XGBClassifier(base_score=0.5, booster='gbtree', colsample_bylevel=1,
       colsample_bynode=1, colsample_bytree=1, gamma=0, learning_rate=0.1,
       max_delta_step=0, max_depth=6, min_child_weight=1, missing=None,
       n_estimators=100, n_jobs=1, nthread=None,
       objective='binary:logistic', random_state=0, reg_alpha=0,
       reg_lambda=1, scale_pos_weight=1, seed=None, silent=None,
       subsample=1, verbosity=1)

## Test Classifier

In [7]:
predictions = xgb.predict_proba(emb_to_ndarray(test.embedding)) 
score = roc_auc_score(test.polarity, predictions[:,1])
print('prediction auc of xgb is {}.'.format(score))

prediction auc of xgb is 0.7828920101312457.

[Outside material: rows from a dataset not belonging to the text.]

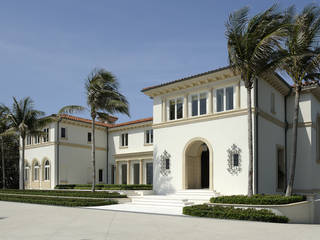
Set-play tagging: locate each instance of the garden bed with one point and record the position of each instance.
(106, 186)
(258, 199)
(222, 212)
(82, 194)
(69, 202)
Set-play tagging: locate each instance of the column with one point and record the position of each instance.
(185, 106)
(128, 172)
(141, 171)
(238, 95)
(210, 99)
(117, 172)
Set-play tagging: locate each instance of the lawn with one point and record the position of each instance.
(69, 202)
(84, 194)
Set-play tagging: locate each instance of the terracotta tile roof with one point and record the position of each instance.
(74, 118)
(133, 122)
(185, 78)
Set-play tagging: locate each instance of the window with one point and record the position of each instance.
(199, 104)
(26, 172)
(113, 170)
(136, 173)
(149, 177)
(272, 104)
(149, 136)
(220, 98)
(175, 108)
(36, 171)
(172, 110)
(229, 98)
(46, 135)
(63, 133)
(46, 170)
(167, 163)
(281, 174)
(235, 160)
(124, 139)
(100, 175)
(124, 174)
(36, 139)
(29, 140)
(194, 105)
(224, 99)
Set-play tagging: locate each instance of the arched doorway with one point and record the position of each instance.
(197, 165)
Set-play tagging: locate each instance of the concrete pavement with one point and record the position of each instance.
(30, 221)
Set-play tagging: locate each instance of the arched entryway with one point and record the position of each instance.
(197, 165)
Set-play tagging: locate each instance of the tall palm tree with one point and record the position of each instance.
(103, 99)
(301, 61)
(25, 120)
(251, 45)
(4, 126)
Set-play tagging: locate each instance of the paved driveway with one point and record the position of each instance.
(30, 221)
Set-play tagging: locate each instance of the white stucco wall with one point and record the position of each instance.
(221, 134)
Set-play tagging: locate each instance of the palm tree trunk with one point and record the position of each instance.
(3, 165)
(21, 166)
(93, 154)
(250, 168)
(295, 140)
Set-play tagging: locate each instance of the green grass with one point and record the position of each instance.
(85, 194)
(258, 199)
(107, 186)
(69, 202)
(221, 212)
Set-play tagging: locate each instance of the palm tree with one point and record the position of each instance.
(4, 126)
(25, 120)
(301, 61)
(251, 44)
(103, 99)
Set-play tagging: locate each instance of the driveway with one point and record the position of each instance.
(30, 221)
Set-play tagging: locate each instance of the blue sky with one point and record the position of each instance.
(48, 48)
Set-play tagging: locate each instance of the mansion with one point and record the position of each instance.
(196, 139)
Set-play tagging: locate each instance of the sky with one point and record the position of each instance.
(48, 48)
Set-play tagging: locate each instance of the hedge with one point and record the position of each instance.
(69, 202)
(221, 212)
(107, 186)
(86, 194)
(258, 199)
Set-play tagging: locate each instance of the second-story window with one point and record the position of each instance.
(29, 140)
(124, 140)
(63, 132)
(199, 104)
(149, 136)
(175, 108)
(224, 99)
(46, 135)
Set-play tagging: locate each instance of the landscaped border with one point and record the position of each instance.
(106, 186)
(222, 212)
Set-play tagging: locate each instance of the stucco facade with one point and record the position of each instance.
(196, 139)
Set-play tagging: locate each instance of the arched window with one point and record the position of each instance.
(47, 170)
(26, 171)
(36, 172)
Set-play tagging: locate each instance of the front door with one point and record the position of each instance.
(205, 169)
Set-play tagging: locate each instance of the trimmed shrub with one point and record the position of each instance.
(221, 212)
(258, 199)
(107, 186)
(84, 194)
(70, 202)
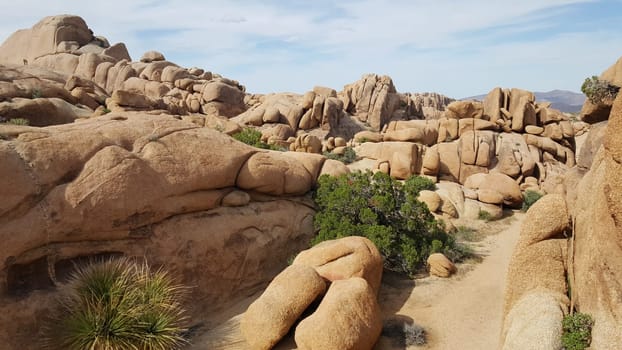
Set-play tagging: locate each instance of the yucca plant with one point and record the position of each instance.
(118, 304)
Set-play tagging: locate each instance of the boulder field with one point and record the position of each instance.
(103, 156)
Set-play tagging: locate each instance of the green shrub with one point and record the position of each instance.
(385, 211)
(598, 90)
(18, 121)
(577, 333)
(529, 198)
(252, 137)
(118, 304)
(348, 156)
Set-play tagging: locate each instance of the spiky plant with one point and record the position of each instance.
(118, 304)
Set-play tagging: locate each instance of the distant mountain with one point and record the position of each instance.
(565, 101)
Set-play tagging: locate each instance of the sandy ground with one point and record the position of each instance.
(463, 312)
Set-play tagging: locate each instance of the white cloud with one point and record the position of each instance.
(456, 47)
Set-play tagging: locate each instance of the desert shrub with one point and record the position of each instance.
(252, 137)
(404, 334)
(577, 331)
(384, 210)
(598, 90)
(18, 121)
(118, 304)
(484, 215)
(348, 156)
(529, 198)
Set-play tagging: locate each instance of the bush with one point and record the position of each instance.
(118, 304)
(252, 137)
(529, 198)
(348, 156)
(385, 211)
(598, 90)
(577, 333)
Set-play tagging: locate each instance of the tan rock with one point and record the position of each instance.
(464, 110)
(152, 56)
(274, 174)
(489, 196)
(348, 318)
(345, 258)
(535, 322)
(534, 130)
(236, 199)
(334, 168)
(368, 136)
(506, 186)
(440, 266)
(431, 199)
(270, 317)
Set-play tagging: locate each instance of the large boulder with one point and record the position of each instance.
(135, 184)
(26, 45)
(344, 258)
(348, 318)
(271, 316)
(537, 277)
(373, 99)
(598, 238)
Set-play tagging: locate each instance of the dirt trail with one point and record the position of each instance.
(463, 312)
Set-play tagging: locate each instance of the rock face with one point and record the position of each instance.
(598, 238)
(134, 184)
(271, 316)
(348, 318)
(345, 258)
(440, 266)
(536, 278)
(373, 99)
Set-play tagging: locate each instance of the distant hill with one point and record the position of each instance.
(565, 101)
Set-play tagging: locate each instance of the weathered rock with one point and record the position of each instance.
(271, 316)
(43, 111)
(506, 186)
(535, 322)
(598, 238)
(348, 318)
(440, 266)
(344, 258)
(431, 199)
(43, 38)
(152, 56)
(373, 99)
(464, 110)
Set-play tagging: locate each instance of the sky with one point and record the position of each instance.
(458, 48)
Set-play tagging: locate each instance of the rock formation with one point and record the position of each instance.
(348, 316)
(150, 186)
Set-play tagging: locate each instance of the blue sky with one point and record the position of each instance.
(458, 48)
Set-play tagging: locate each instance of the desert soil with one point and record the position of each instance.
(462, 312)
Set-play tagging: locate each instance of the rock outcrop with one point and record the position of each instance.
(134, 184)
(348, 316)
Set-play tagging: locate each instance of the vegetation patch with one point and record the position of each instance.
(529, 198)
(598, 90)
(118, 304)
(387, 212)
(577, 333)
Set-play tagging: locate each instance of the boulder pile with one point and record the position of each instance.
(348, 316)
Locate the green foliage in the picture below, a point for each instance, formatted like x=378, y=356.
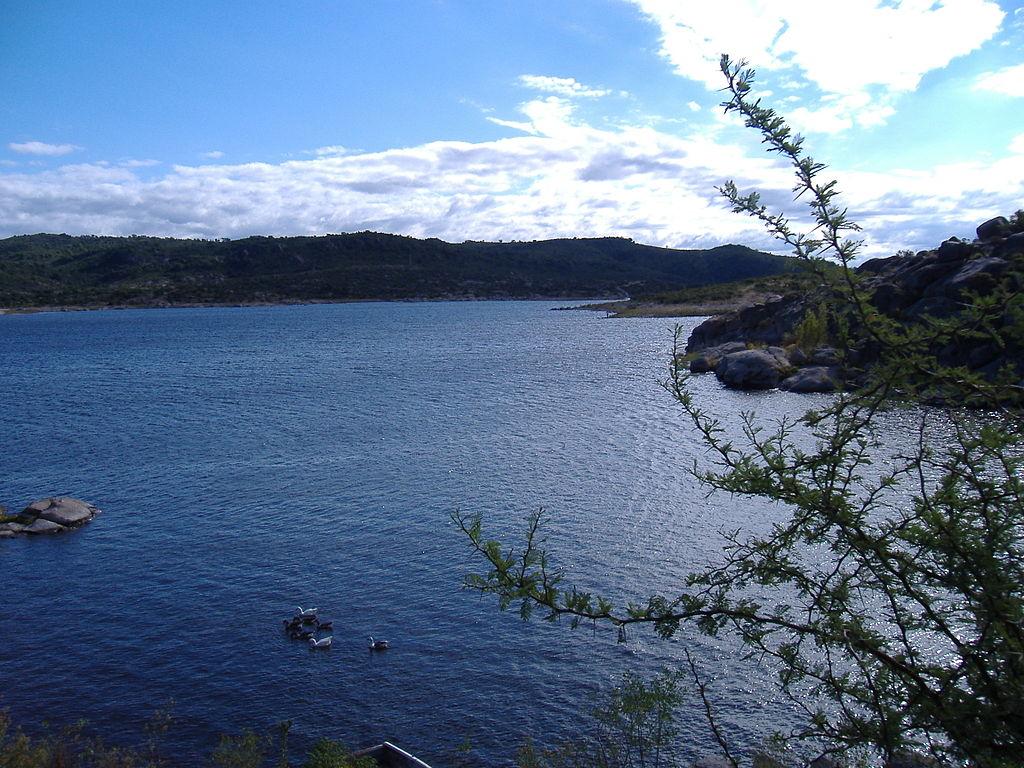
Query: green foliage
x=72, y=748
x=889, y=597
x=812, y=331
x=328, y=754
x=246, y=751
x=633, y=728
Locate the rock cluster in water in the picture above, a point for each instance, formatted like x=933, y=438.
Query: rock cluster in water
x=51, y=515
x=749, y=349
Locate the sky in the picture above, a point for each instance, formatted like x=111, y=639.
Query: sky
x=502, y=119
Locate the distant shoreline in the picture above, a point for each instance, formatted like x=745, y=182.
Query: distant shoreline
x=18, y=310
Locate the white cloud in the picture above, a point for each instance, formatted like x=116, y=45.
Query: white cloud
x=42, y=148
x=862, y=52
x=566, y=87
x=333, y=151
x=1009, y=81
x=560, y=177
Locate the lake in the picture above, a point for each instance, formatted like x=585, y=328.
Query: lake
x=252, y=460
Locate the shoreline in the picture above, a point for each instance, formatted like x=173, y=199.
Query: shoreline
x=20, y=310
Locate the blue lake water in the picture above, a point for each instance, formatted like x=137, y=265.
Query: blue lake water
x=251, y=460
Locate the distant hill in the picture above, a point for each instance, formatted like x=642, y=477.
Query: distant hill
x=89, y=270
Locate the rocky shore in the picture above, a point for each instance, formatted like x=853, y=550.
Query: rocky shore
x=50, y=515
x=759, y=346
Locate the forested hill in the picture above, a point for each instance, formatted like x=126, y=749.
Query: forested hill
x=66, y=270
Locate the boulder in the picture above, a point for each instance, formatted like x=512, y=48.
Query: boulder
x=813, y=379
x=50, y=515
x=712, y=762
x=64, y=510
x=43, y=526
x=1012, y=245
x=796, y=354
x=952, y=250
x=910, y=760
x=995, y=227
x=977, y=275
x=824, y=356
x=709, y=358
x=752, y=369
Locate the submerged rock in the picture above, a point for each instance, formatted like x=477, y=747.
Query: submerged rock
x=50, y=515
x=752, y=369
x=813, y=379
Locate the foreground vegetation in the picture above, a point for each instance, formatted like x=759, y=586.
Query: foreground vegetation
x=889, y=597
x=72, y=747
x=43, y=270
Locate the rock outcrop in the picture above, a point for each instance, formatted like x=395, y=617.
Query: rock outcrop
x=51, y=515
x=905, y=287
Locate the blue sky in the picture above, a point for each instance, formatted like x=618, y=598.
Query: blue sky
x=466, y=119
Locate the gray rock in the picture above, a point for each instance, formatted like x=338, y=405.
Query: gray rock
x=891, y=298
x=796, y=355
x=764, y=760
x=67, y=511
x=953, y=249
x=909, y=760
x=712, y=762
x=36, y=507
x=993, y=227
x=824, y=356
x=814, y=379
x=977, y=275
x=752, y=369
x=709, y=358
x=44, y=526
x=1013, y=245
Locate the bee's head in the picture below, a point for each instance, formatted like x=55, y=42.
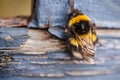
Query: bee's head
x=74, y=13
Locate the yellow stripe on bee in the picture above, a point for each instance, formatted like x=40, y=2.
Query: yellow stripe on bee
x=75, y=42
x=78, y=18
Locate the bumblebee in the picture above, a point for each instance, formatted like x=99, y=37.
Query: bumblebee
x=81, y=36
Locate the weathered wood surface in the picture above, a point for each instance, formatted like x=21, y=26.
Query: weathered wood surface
x=43, y=57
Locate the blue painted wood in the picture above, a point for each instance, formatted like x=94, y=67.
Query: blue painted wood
x=103, y=12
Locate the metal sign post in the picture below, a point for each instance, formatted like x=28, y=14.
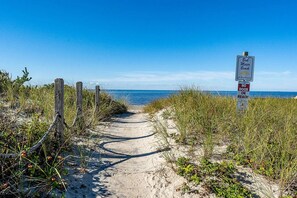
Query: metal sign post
x=244, y=75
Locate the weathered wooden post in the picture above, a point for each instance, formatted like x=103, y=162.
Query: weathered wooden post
x=79, y=120
x=97, y=98
x=79, y=98
x=59, y=108
x=244, y=75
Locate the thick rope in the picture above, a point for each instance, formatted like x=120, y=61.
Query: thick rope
x=36, y=146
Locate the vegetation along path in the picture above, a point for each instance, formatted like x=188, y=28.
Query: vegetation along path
x=131, y=162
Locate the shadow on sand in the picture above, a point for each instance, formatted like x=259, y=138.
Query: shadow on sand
x=89, y=184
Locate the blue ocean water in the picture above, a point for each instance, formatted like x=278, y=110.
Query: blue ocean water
x=143, y=97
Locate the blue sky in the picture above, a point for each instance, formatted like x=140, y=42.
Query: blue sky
x=150, y=44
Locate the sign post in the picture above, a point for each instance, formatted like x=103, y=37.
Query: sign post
x=244, y=75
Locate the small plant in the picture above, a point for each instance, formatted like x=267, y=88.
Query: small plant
x=217, y=177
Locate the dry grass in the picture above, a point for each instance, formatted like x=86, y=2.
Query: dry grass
x=263, y=138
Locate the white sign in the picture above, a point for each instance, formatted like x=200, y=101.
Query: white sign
x=242, y=104
x=245, y=68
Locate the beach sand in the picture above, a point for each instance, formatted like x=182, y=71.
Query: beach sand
x=126, y=161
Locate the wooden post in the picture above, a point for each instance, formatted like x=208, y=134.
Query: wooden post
x=59, y=108
x=97, y=96
x=245, y=53
x=79, y=99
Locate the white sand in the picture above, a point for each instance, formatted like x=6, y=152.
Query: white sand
x=126, y=163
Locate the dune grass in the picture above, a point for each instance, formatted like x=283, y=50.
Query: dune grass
x=26, y=113
x=263, y=137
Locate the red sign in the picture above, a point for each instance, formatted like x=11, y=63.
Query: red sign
x=243, y=90
x=244, y=87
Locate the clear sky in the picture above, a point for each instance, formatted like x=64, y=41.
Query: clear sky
x=150, y=44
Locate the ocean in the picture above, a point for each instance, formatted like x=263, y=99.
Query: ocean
x=143, y=97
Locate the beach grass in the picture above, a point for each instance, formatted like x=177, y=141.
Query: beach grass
x=26, y=114
x=263, y=137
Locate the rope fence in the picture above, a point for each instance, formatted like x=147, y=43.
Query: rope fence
x=59, y=122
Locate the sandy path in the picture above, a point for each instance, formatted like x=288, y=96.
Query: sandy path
x=130, y=148
x=126, y=161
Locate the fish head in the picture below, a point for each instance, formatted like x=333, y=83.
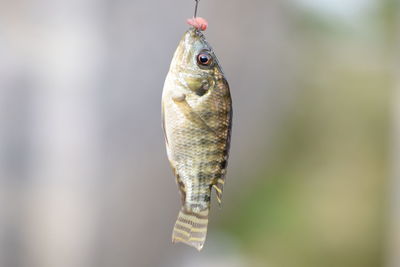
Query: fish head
x=194, y=63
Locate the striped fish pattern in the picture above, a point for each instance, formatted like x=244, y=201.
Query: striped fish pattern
x=197, y=119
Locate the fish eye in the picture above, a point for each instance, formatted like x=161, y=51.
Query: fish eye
x=204, y=59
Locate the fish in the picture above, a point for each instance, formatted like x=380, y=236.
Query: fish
x=197, y=124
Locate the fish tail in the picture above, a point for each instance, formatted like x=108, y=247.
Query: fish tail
x=191, y=228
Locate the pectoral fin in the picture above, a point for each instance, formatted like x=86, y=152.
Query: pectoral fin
x=189, y=113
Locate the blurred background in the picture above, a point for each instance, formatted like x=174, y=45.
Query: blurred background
x=314, y=173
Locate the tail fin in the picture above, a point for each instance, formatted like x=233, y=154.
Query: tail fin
x=191, y=228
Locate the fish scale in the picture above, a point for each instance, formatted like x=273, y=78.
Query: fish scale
x=197, y=119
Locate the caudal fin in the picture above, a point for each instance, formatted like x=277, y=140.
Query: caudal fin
x=191, y=228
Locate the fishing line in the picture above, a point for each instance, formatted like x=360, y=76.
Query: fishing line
x=195, y=9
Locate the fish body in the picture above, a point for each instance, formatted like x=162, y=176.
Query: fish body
x=197, y=119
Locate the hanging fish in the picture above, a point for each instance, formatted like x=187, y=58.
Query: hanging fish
x=197, y=120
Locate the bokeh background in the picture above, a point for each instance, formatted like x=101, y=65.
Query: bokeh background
x=314, y=174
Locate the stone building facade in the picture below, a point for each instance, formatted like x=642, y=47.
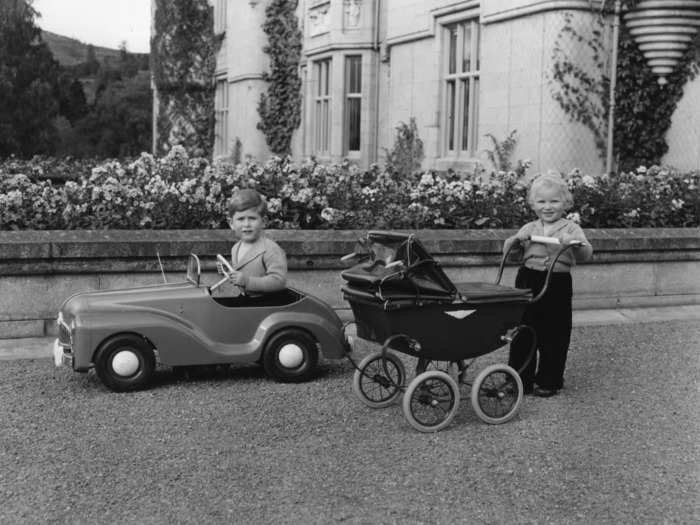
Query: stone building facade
x=467, y=71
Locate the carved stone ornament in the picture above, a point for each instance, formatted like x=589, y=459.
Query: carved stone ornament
x=351, y=12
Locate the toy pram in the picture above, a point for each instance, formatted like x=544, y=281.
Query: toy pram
x=402, y=299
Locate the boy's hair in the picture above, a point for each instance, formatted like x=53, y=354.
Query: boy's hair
x=551, y=180
x=246, y=199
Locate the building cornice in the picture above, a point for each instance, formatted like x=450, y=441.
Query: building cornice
x=541, y=7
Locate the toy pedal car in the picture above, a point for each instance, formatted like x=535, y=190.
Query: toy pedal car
x=122, y=333
x=402, y=299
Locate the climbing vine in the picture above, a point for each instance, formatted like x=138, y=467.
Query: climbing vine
x=280, y=107
x=183, y=61
x=581, y=83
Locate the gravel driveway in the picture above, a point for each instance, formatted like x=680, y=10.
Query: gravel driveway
x=619, y=445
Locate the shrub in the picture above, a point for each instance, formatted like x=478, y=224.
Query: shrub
x=180, y=192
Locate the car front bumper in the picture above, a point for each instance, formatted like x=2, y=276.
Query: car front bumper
x=62, y=356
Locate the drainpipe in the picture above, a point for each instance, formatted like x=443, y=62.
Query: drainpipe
x=375, y=47
x=613, y=81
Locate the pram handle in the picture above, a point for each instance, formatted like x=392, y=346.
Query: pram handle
x=542, y=240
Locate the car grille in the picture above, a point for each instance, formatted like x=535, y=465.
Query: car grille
x=64, y=335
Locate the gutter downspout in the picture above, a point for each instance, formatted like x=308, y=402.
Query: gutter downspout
x=613, y=81
x=378, y=59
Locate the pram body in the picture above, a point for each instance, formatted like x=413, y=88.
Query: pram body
x=402, y=299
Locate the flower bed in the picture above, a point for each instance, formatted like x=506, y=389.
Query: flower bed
x=178, y=192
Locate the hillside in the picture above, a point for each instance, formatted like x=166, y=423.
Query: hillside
x=70, y=52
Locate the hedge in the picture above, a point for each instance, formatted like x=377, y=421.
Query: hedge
x=178, y=192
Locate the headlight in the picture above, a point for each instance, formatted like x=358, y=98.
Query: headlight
x=65, y=332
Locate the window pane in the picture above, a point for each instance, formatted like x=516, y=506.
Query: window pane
x=353, y=74
x=464, y=86
x=475, y=113
x=450, y=115
x=452, y=64
x=466, y=47
x=477, y=36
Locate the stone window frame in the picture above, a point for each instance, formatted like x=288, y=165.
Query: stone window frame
x=349, y=96
x=221, y=99
x=220, y=10
x=460, y=134
x=322, y=119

## Look At Movies (for fun)

Uses the positive probability for reviews as a way to rank movies.

In [8]:
scores = xgb.predict_proba(emb_to_ndarray(imdb_data.embedding))
imdb_data['score'] = scores[:,1]

In [9]:
# Get the average positive sentiment propability by movie
movie_scores = []
for mid, df in imdb_data.groupby('movie_id'):
    movie_scores.append({
        'movie_id': mid,
        'score': df.score.mean(),
        'min_score': df.score.min(),
        'max_score': df.score.max(),
        'score_range': df.score.max() - df.score.min()
    })    
movie_scores = pd.DataFrame(movie_scores).sort_values(by='score', ascending=False)

In [11]:
def display_movies(movie_scores):
    for m in movie_scores.iterrows():
        display(HTML("<a href='https://www.imdb.com/title/{}'>{}</a> Score: {}<br/>".format(
            m[1].movie_id,
            m[1].movie_id,
            m[1].score
        )))
        for s in imdb_data[imdb_data.movie_id == m[1].movie_id].sentence[0:2]:
            display(HTML("<i>{}</i><p/>".format(s)))

In [12]:
display_movies(movie_scores[movie_scores.score >= 0.9].sample(2))

In [18]:
display_movies(movie_scores[movie_scores.score <= 0.1].sample(2))